The only way to know for sure is to measure her. Measure from the middle of her chest back to her tail and that will tell you how many inches she'll need. But seeing how you already have the blanket, I'd just try it on her and see how it fits.


----------



## appylover31803 (Sep 18, 2007)

You could always try the 54" blanket on her and see how it fits.

I just measured my one gelding, he measured 73", and I wanted to double check, so I pulled out my 74" sheet and put it on him. Fit him perfectly.


----------



## FGRanch (Feb 9, 2008)

I would just try it out!


----------



## KANSAS_TWISTER (Feb 23, 2007)

this is a size chart that i go by!!!....it works

*The following chart is an approximate size chart:* 12 hands to 12.2....62 14 hands to 14.2....70 16 hands to 16.2....78 12.2 hands to 13....64 14.2 hands to 15....72 16.2 hands to 17....80 13 hands to 13.2....66 15 hands to 15.2....74 17 hands to 17.2....82 13.2 hands to 14....68 15.2 hands to 16....76 17.2 hands to 18....84


----------



## prbygenny (Aug 2, 2008)

My boy is 15.1 hands and he wears a 78 in all his blankets.
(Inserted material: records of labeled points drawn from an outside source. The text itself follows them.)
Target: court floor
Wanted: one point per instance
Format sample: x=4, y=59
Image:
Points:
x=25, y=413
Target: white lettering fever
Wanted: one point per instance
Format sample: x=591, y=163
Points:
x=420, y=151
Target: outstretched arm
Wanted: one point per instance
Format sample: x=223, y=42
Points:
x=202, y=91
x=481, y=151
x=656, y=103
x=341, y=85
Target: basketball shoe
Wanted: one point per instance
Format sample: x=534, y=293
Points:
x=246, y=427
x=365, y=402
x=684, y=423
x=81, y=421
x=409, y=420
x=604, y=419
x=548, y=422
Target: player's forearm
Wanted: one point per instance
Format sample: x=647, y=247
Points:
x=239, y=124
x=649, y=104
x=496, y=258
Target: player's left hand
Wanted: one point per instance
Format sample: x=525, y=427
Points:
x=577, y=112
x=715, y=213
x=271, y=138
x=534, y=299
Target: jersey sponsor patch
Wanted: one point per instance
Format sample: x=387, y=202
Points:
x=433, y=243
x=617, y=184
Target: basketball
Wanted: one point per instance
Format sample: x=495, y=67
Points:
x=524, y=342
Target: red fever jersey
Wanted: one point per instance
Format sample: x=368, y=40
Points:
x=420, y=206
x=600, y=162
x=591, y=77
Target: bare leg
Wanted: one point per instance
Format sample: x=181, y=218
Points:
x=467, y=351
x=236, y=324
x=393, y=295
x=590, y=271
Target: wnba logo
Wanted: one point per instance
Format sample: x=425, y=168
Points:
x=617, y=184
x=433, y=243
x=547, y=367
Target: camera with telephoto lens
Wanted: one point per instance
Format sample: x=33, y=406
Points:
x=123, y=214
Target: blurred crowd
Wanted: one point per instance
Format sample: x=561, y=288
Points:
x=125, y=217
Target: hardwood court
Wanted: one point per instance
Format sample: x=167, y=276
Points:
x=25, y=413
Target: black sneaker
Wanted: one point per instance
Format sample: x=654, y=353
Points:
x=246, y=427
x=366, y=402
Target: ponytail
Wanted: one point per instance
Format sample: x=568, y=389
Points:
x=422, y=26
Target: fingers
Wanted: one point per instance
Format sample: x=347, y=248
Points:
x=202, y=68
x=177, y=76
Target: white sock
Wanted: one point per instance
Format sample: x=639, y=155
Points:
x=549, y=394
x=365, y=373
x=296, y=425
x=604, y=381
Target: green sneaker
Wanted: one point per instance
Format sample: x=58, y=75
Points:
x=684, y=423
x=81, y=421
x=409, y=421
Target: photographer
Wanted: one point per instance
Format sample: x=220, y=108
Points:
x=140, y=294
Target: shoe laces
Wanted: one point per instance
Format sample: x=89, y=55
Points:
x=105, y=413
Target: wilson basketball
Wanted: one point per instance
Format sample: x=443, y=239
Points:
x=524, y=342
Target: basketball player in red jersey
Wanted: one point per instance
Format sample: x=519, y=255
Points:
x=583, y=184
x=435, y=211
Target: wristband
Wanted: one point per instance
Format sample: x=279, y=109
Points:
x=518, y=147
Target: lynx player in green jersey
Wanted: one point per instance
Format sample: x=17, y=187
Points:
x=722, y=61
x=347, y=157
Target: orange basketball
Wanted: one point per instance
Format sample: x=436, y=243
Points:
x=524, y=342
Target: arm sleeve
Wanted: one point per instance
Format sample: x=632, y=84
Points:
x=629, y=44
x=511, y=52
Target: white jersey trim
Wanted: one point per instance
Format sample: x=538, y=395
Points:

I would always measure before buying.


----------



## Hoofprints in the Sand (Nov 23, 2008)

I measured Sandie and she was 81 inches BUT she's also overweight so I think that bowed the measuring tape a bit, I ended up trying on a 76" and it fits her well (even might be a little big!)...so you have to watch the measurement if your horse is a little fat like mine (although yours don't look fat at all!) ;-) Sandie is about 14.1hh by the way.


----------



## luvs2ride1979 (Nov 9, 2007)

Use a lunge line or other rope to measure. Have a helper stand with the end of it at the middle of the chest, and mark off the spot on the line/rope that meets the edge of her tail. Buy the closest size possible.


----------



## Connemara93 (Nov 7, 2008)

On all the sizing charts that I have in my little horsey info folder, they recommend a 5'3" rug for horses 13.2-14hh. I'd say that the rug you have should fit fine, but the easiest way to tell would be to just chuck it on her and see how it looks. You might need a smaller one as she is so lean though.


----------